Ele pegou os dois livros de Lewis Carroll com a personagem – “Alice’s Adventures in Wonderland” e “Alice Through the Looking Glass” – e fez uma outra história. Como era de se esperar, Johnny Depp é ninguém menos que o Chapeleiro Maluco. Qualquer fã de cinema sabe muito bem que esse segundo adjetivo é a cara de seus melhores papéis e, talvez por isso, já não seja novidade.

Com uma semi-desconhecida como Alice – a australiana Mia Wasikowska, que não parece somar nada à narrativa – achei que Depp seria o centro das atenções. Bastou Helena Bonham Carter aparecer como a Rainha Vermelha para eu mudar de ideia. Ela tem uma maneira muito peculiar de fazer o tipo mandona e rouba todas as cenas em que está presente.

De outro lado, aparece Anne Hathaway, como a Rainha Branca, uma hilária sátira à delicadeza excessiva das princesas em filmes, e vários outros personagens realmente muito bons – com destaque para o Gato, com voz do ótimo Stephen Fry.

Mas se Burton alcança a glória com o uso do 3D, com o ar sombrio à uma história anteriormente mágica, com figurinos e cenografia – a cena onde Alice encolhe e diminui várias vezes é um desafio de escalas e planos de distância –, ele peca nas cenas de ação, que são previsíveis e rápidas. Mas a gente se importa? Não muito.

A linha entre o real e o feito por computador é imperceptível em vários momentos e apenas Burton pode transformar “Alice” em um filme de aventura que não parece ser algo aproveitador – lembrando que estou analisando apenas o filme e não os milhares de produtos lançados sobre ele.

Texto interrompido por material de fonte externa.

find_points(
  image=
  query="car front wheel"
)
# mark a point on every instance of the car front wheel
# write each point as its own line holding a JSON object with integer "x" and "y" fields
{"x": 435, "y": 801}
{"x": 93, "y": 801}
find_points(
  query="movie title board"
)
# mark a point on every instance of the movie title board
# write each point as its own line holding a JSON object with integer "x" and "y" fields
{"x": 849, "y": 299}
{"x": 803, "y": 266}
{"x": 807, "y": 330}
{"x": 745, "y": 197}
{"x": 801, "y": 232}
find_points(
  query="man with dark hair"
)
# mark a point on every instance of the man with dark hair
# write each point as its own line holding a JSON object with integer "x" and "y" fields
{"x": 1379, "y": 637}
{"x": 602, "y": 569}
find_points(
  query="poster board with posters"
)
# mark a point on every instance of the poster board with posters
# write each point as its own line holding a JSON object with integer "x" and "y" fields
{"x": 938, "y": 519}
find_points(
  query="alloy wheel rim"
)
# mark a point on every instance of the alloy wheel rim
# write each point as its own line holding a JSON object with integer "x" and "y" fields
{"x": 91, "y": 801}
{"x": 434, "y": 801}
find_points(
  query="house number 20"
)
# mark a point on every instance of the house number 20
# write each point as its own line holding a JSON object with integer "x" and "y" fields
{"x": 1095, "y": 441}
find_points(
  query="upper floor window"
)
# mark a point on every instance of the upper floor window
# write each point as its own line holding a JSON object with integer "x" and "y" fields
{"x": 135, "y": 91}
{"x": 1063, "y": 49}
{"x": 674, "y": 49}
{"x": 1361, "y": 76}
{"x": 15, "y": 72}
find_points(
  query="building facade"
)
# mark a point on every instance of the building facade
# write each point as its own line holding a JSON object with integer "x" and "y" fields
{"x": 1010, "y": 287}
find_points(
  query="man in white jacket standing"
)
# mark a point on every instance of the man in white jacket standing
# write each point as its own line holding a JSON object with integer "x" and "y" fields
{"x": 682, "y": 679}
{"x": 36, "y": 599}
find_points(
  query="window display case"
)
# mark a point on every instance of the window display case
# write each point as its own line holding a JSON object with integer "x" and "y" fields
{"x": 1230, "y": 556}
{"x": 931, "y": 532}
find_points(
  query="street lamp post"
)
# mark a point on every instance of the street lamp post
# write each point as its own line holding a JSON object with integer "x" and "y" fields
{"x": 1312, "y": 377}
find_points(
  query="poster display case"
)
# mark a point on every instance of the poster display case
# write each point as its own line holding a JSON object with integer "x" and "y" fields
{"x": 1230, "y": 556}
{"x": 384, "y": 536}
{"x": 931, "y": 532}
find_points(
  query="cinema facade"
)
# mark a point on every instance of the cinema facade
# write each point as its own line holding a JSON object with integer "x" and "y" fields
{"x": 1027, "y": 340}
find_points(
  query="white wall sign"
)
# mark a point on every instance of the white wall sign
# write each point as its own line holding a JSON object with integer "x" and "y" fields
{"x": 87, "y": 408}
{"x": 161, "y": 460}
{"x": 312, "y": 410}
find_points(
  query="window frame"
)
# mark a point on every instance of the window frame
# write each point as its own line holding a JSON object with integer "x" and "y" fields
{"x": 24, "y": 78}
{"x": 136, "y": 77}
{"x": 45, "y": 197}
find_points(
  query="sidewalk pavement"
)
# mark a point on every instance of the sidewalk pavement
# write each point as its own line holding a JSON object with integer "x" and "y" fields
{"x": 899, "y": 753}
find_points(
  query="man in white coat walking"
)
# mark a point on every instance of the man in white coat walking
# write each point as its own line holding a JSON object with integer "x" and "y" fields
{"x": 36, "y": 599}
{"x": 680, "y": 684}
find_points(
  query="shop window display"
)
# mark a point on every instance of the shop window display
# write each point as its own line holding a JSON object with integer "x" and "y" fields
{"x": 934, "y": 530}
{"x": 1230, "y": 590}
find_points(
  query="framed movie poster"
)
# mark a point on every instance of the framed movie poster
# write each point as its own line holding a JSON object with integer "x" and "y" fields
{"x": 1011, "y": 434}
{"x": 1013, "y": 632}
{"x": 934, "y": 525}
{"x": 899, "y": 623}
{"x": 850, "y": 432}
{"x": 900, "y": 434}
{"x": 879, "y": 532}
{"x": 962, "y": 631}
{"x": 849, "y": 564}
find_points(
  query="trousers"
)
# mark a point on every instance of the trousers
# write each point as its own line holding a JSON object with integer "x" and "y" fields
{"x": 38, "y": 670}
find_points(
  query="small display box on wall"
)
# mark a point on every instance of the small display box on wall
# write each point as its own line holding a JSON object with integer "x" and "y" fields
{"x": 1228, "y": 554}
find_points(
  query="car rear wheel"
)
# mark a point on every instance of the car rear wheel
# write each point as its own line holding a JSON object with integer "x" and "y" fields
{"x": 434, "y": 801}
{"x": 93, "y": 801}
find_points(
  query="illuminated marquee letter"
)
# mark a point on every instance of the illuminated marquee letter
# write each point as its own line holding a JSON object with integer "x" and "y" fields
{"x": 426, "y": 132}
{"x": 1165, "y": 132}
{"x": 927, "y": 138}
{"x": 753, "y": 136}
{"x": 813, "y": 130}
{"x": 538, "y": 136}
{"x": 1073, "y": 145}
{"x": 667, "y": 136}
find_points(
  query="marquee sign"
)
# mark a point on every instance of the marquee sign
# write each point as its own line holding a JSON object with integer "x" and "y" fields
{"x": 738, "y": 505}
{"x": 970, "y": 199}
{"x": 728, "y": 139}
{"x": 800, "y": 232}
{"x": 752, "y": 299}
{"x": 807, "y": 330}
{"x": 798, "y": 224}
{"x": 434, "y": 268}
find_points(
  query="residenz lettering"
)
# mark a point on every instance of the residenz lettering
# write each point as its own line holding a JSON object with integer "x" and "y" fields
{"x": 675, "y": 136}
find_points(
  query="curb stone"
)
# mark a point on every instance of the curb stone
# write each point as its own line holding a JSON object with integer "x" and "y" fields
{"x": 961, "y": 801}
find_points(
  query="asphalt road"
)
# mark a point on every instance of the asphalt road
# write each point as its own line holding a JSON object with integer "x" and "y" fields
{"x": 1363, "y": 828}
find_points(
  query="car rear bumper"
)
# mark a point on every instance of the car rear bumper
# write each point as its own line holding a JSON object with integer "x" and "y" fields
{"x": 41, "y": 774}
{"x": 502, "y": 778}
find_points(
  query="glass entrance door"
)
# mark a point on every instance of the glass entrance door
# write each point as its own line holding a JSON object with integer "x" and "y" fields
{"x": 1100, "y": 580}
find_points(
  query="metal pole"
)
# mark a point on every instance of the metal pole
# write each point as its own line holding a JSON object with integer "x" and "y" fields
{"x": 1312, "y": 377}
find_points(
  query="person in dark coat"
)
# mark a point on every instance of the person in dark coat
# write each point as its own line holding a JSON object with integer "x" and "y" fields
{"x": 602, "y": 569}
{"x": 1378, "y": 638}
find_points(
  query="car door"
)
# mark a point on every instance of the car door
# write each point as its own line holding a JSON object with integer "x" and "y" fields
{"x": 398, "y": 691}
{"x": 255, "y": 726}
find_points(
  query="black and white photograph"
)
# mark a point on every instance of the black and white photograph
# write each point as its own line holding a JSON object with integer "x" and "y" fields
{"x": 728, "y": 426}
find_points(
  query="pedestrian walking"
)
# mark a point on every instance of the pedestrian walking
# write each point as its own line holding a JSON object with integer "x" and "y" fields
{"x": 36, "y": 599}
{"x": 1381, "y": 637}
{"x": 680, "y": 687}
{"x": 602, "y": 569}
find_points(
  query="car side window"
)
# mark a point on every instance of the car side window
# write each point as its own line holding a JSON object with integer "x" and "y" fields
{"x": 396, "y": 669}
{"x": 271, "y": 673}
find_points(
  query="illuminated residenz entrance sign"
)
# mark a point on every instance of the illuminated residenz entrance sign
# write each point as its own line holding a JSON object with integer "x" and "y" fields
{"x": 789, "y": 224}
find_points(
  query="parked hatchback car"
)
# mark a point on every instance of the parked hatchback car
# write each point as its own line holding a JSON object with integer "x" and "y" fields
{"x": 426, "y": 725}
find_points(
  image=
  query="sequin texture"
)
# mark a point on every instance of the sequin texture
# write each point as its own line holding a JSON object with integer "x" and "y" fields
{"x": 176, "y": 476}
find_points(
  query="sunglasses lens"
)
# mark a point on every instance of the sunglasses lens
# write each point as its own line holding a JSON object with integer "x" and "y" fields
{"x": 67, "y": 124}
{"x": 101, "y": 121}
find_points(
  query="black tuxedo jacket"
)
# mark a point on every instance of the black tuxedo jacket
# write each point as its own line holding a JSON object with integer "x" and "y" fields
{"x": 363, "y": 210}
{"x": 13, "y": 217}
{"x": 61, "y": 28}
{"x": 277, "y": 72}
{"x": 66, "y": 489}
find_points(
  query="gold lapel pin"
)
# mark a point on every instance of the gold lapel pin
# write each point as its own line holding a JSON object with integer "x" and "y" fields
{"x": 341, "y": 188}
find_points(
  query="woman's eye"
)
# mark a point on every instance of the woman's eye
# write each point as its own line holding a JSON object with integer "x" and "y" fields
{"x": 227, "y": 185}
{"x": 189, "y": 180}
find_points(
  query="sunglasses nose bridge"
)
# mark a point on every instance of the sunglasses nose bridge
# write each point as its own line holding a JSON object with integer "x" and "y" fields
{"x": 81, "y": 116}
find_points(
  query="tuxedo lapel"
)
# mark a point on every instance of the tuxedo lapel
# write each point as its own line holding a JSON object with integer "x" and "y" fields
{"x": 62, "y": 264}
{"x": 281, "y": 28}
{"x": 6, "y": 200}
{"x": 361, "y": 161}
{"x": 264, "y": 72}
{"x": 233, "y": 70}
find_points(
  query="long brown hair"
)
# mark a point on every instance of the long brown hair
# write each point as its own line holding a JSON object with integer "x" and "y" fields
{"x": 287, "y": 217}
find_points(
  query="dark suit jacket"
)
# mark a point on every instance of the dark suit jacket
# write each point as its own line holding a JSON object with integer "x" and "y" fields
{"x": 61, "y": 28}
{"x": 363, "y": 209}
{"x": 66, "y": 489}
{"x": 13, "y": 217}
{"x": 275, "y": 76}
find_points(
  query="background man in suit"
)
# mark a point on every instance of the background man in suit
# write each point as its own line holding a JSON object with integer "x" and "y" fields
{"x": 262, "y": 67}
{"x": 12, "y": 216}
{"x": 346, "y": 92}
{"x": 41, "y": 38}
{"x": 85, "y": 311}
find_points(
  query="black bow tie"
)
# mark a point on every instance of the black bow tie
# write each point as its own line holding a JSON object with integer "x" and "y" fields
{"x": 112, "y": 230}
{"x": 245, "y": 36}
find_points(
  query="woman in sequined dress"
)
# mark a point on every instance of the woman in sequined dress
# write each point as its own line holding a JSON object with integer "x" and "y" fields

O cenário criado pelo diretor para continuar a história de Carroll faz jus ao que ele escreveu anteriormente. Burton até cita o manuscrito original da história – chamado “Alice’s Adventures Underground” – e faz muitas piadas, especialmente visuais. Apesar disso, ficaram de fora alguns trocadilhos e lições de moral através da lógica, como “Você poderia me dizer, por favor, qual caminho eu devo seguir?”, “Isso depende muito de onde você deseja chegar”, até o chá maluco e o desaniversário.

Daqui do meu modesto ponto de vista, muita gente vai se decepcionar com a história, principalmente quem é fã de longa data dos livros ou leu correndo antes de ver o filme. Talvez tivesse sido melhor, para o público e para a própria Disney, fazer uma versão da história original e não aumentar nada. A narrativa de Tim Burton é mesmo um espetáculo agradável aos olhos, mas também é fria e previsivelmente exótica.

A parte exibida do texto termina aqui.